18. M. A soutient craindre de retourner vivre en Turquie, pays dont il a la nationalité, où il serait exposé à une peine d'emprisonnement de cinq années pour insoumission. Toutefois, sa demande d'asile, au cours de l'instruction de laquelle il a pu formuler ses craintes, a été rejetée tant par l'OFPRA que la CNDA. S'il soutient préparer un dossier de demande de réexamen de sa demande d'asile, le requérant n'invoque aucun élément nouveau à l'appui de son moyen, et reprend les mêmes faits que ceux exposés devant les instances en charge de la protection internationale. Pour le surplus, son appréciation sur le régime politique en vigueur en Turquie et sur le tremblement de terre n'est assortie d'aucune précision de nature à permettre au tribunal d'en apprécier les conséquences sur sa situation personnelle en cas de retour dans son pays. Par suite, le moyen tiré, contre la décision fixant le pays de destination, de la violation de l'article 3 de la convention européenne de sauvegarde des droits de l'homme et des libertés fondamentales, ne peut qu'être écarté.
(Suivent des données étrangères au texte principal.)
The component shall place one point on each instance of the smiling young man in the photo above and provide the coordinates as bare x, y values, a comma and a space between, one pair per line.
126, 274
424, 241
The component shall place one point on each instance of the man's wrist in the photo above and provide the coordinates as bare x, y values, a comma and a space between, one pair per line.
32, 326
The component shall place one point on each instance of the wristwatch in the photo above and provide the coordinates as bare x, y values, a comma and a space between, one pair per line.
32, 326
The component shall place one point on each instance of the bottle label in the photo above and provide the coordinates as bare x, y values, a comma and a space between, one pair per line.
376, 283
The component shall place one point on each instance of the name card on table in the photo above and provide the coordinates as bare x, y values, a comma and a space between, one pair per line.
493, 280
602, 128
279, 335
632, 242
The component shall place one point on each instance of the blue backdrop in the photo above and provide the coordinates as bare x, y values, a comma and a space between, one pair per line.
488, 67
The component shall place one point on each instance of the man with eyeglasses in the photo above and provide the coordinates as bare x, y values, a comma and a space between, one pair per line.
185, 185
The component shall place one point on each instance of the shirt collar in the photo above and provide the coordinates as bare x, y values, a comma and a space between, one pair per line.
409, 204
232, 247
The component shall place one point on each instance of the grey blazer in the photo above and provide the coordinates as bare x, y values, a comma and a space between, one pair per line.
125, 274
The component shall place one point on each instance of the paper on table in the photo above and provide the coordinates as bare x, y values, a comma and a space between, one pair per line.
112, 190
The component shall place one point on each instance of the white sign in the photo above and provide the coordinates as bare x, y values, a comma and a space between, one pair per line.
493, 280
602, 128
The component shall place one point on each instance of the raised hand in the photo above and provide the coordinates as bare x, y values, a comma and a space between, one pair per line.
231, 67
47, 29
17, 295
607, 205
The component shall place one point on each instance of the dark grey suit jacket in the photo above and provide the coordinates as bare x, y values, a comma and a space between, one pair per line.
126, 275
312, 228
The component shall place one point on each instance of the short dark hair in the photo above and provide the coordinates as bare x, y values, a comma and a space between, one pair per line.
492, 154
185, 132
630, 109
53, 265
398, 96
19. Enfin il résulte de tout ce qui précède que le préfet des Yvelines n'a entaché son arrêté du 28 mars 2024 d'aucune erreur manifeste d'appréciation. Il s'en suit que la requête de M. A ne peut qu'être rejetée.

D E C I D E :

Article 1er : M. A est admis au titre de l'aide juridictionnelle provisoire.

Article 2 : Le surplus de conclusions de la requête de M. A est rejeté.

Article 3 : Le présent jugement sera notifié à M. B A et au préfet des Yvelines

Rendu public par mise à disposition au greffe le 29 mai 2024.

Le magistrat désigné,

signé

J-M D

Le greffier,

signé

T. Rion

La République mande et ordonne au préfet des Yvelines en ce qui la concerne ou à tous commissaires de justice à ce requis en ce qui concerne les voies de droit commun, contre les parties privées, de pourvoir à l'exécution de la présente décision.